The UKRI project team has welcomed a new colleague over the summer! Dr Guillermo Diaz de Liaño has joined us pretty much straight from his PhD graduation at the University of Edinburgh to undertake the final specific area of this first phase of research: an ethnographic study of the relationship between archaeology and construction.

Guillermo has a varied and fascinating academic background, starting with a BA in Archaeology at Complutense University of Madrid, in Spain, where he initially became interested in issues of identity. This research focus was furthered during time at Brunel University in London, studying a MSc in Psychological and Psychiatric Anthropology. This fairly unique combination led Guillermo to a PhD in late prehistoric identity at the University of Edinburgh, where he studied personhood by analysing funerary evidence during the Chalcolithic and Bronze Age in Southeast Spain. You can read about Guillermo’s research if you want more information.  

It is this joint anthropological and archaeological perspective that Guillermo will bring to the UKRI project. He aims to look at various aspects of the occupational contexts of archaeology and construction; their specific languages, their disciplinary cultures and what happens when they overlap.
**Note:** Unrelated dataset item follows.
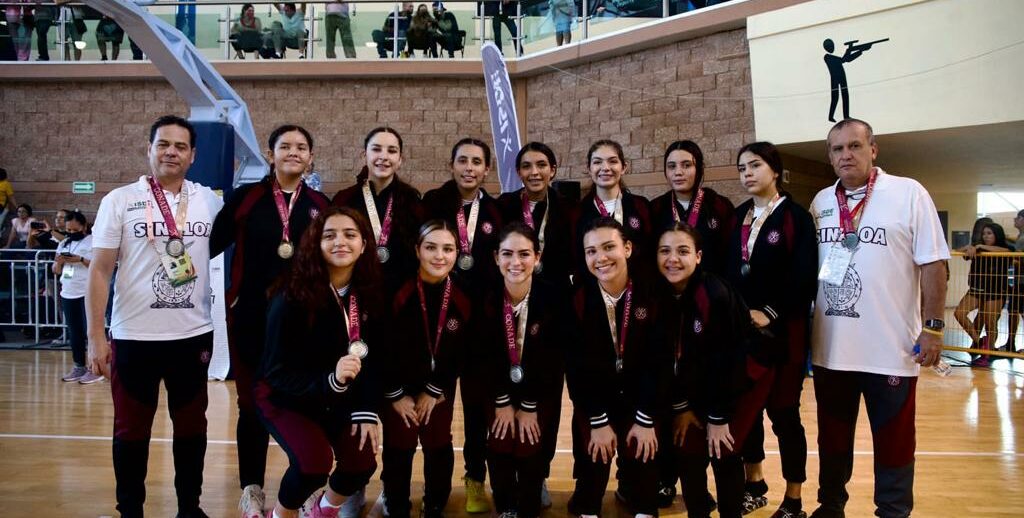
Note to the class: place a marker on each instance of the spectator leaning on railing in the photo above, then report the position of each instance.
(74, 255)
Through interviews and analysis of documentation Guillermo will assess the consequences of these relationships and how they might impact upon archaeology’s ability to provide public benefit.

All our Research Associate positions at MOLA have time embedded within the role for personal research projects, and Guillermo hopes to progress his own interests around the practice of archaeology, gendered fieldwork and the ethnography of our occupation.